Les deux hommes montèrent, cependant que Nalorgne, maugréant, ajouta :
— C’est une vérité de La Palisse que vous dites là, et somme toute, si nous voulions savoir, le plus simple serait peut-être de redescendre sur les traces de cette femme.
— Bah, fit Pérouzin, il faudrait ensuite remonter, et l’escalier est terriblement dur. D’ailleurs, peu nous importe. Il ne s’agit pas d’une arrestation, puisqu’au contraire, nous venons lui apporter une bonne nouvelle et lui dire que son affaire de vol est désormais complètement terminée. Je pense que le père Coutureau va être satisfait et qu’il nous paiera quelque chose à boire.

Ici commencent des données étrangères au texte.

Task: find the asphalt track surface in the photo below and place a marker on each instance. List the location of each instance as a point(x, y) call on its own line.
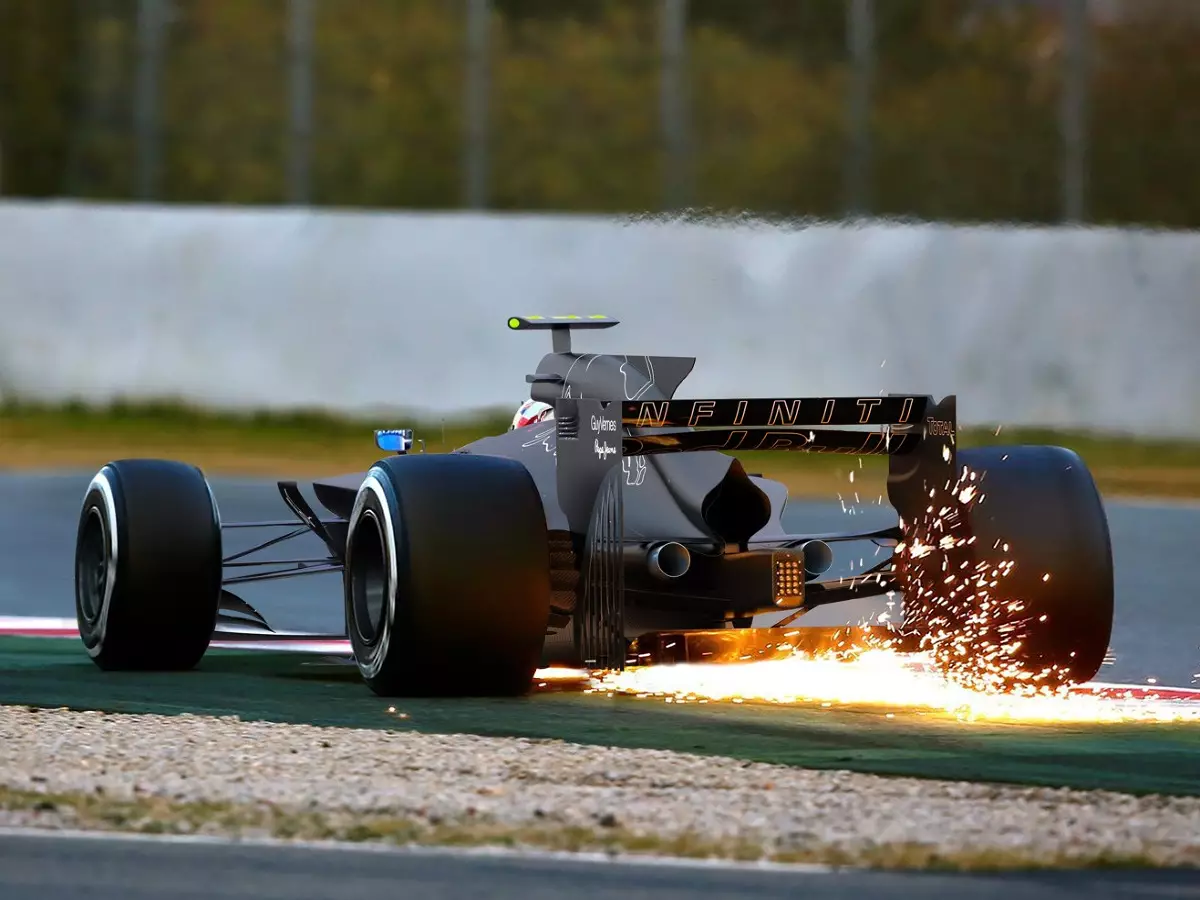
point(1156, 633)
point(64, 868)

Nalorgne sourit à cette idée, il ajouta :
— En même temps, on pourra bien le taper de deux places de théâtre.
Cependant, le père Coutureau, à peine endormi, fut obligé de se réveiller. On frappait à sa porte avec insistance. De son lit, sans bouger, il cria :
— Qui va là ? Que veut-on ? Il n’y a personne ?
Mais on insistait. Jurant, pestant contre les gêneurs, Coutureau, qui chancelait de sommeil, butant dans tous les meubles, alla ouvrir.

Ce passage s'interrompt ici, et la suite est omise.